Abstract

Passive dispersal of different materials in ocean flows has gotten considerable attention over the last decade to increase our knowledge about the distribution of seeds plants among islands and coastal areas, the transport of larvae of different organisms between habitats and the transport of litter. Most studies have treated these objects as tracers to investigate distribution patterns and connectivity between different areas. We compare this approach with a study that considers the objects' size and density and discusses the deviation from the tracer approach. To this end, we introduce a two-dimensional kinematic velocity field which allows us to study the connectivity between an arbitrary number of islands located at arbitrary but prescribed positions in an open flow of a given direction. First, the mixing induced by the islands, which act as obstacles in the flow, was accounted for with the inclusion of a von K\'arm\'an vortex street in the wake of each island.
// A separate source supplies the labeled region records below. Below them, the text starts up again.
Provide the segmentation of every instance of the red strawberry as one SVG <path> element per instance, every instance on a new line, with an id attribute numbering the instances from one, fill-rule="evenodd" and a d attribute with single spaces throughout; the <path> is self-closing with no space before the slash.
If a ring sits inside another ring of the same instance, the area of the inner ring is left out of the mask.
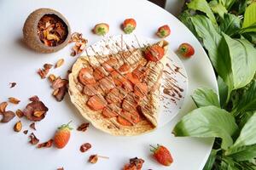
<path id="1" fill-rule="evenodd" d="M 188 58 L 191 57 L 195 54 L 194 48 L 187 42 L 180 44 L 180 46 L 178 47 L 178 51 L 183 57 Z"/>
<path id="2" fill-rule="evenodd" d="M 109 31 L 109 26 L 106 23 L 100 23 L 95 26 L 94 33 L 99 36 L 104 36 Z"/>
<path id="3" fill-rule="evenodd" d="M 168 25 L 165 25 L 159 27 L 156 35 L 160 37 L 166 37 L 167 36 L 170 35 L 170 33 L 171 33 L 170 27 L 168 26 Z"/>
<path id="4" fill-rule="evenodd" d="M 73 129 L 69 127 L 70 122 L 59 127 L 55 134 L 54 143 L 58 149 L 64 148 L 70 139 L 70 131 Z"/>
<path id="5" fill-rule="evenodd" d="M 150 146 L 153 148 L 150 151 L 153 152 L 153 156 L 158 162 L 164 166 L 170 166 L 172 163 L 173 160 L 167 148 L 160 144 L 157 144 L 156 148 Z"/>
<path id="6" fill-rule="evenodd" d="M 134 19 L 126 19 L 123 23 L 123 30 L 126 34 L 131 33 L 136 28 L 136 20 Z"/>
<path id="7" fill-rule="evenodd" d="M 165 55 L 165 49 L 157 44 L 154 44 L 152 46 L 147 47 L 144 54 L 145 58 L 148 60 L 156 62 L 163 58 L 163 56 Z"/>

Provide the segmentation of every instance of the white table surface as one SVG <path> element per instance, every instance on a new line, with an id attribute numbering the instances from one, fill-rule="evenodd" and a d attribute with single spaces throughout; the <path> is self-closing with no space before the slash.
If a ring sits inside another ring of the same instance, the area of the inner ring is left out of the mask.
<path id="1" fill-rule="evenodd" d="M 187 112 L 195 108 L 190 95 L 199 87 L 209 87 L 217 90 L 217 82 L 210 61 L 200 42 L 193 34 L 167 11 L 144 0 L 2 0 L 0 1 L 0 102 L 13 96 L 21 99 L 18 105 L 9 105 L 8 110 L 24 108 L 28 98 L 38 97 L 49 110 L 46 117 L 36 124 L 36 136 L 44 142 L 50 139 L 56 128 L 73 120 L 77 128 L 84 120 L 73 106 L 69 97 L 58 103 L 51 96 L 51 89 L 47 80 L 41 80 L 36 71 L 44 63 L 55 63 L 60 58 L 65 59 L 65 65 L 53 73 L 64 76 L 66 71 L 75 61 L 70 57 L 68 46 L 55 54 L 37 54 L 23 44 L 22 26 L 27 15 L 38 8 L 52 8 L 63 14 L 73 31 L 83 32 L 89 44 L 100 40 L 93 35 L 91 28 L 98 22 L 107 22 L 110 26 L 110 35 L 122 33 L 120 23 L 125 18 L 133 17 L 137 21 L 136 33 L 150 38 L 156 38 L 156 29 L 168 24 L 172 34 L 166 40 L 170 48 L 176 50 L 183 42 L 193 44 L 195 54 L 189 60 L 182 60 L 189 77 L 188 94 L 180 113 L 172 122 L 156 131 L 137 137 L 113 137 L 90 127 L 85 133 L 73 131 L 72 138 L 63 150 L 55 148 L 38 150 L 28 144 L 28 138 L 22 133 L 13 131 L 15 117 L 10 122 L 0 123 L 0 169 L 3 170 L 47 170 L 64 167 L 65 170 L 82 169 L 121 169 L 129 158 L 138 156 L 145 160 L 143 169 L 201 169 L 210 153 L 212 139 L 175 138 L 171 133 L 176 122 Z M 156 38 L 157 40 L 157 38 Z M 14 88 L 9 82 L 16 82 Z M 30 122 L 21 120 L 23 129 Z M 29 132 L 29 133 L 30 133 Z M 29 134 L 28 133 L 28 134 Z M 85 142 L 92 144 L 92 149 L 81 153 L 79 146 Z M 159 165 L 150 156 L 148 144 L 162 144 L 168 147 L 174 159 L 169 167 Z M 101 159 L 91 165 L 87 159 L 91 154 L 109 156 L 109 160 Z"/>

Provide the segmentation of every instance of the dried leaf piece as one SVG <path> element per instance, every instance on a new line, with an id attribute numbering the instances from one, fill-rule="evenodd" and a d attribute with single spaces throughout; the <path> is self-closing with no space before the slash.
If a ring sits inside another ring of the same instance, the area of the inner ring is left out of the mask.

Furthermore, we accounted for the size and density of particles approximated as spheres. Finally, we treated the particles as inertial particles experiencing various forces in the flow and computed their trajectories in a given flow field by solving the Maxey-Riley equations. In this way, we have constructed a Lagrangian flow network reflecting the connectivity between islands depending on the properties of the finite-size particles and comparing them with the motion of tracers. We show that the density differences, the flow properties, and the islands' position geometry substantially change the connectivity between islands. That change leads to segregating inertial particles according to their size and density. Nevertheless, the most striking observation is how the tracer transport (independently of geometry) overestimates the probabilities for specific pathways. In fact, the connectivity for inertial particles is much sparser than for tracers, such that certain pathways have extremely low probabilities; they practically do not exist. These results suggest that the transport probabilities can be highly under or overestimated by tracers' often-used approximation of inertial particles.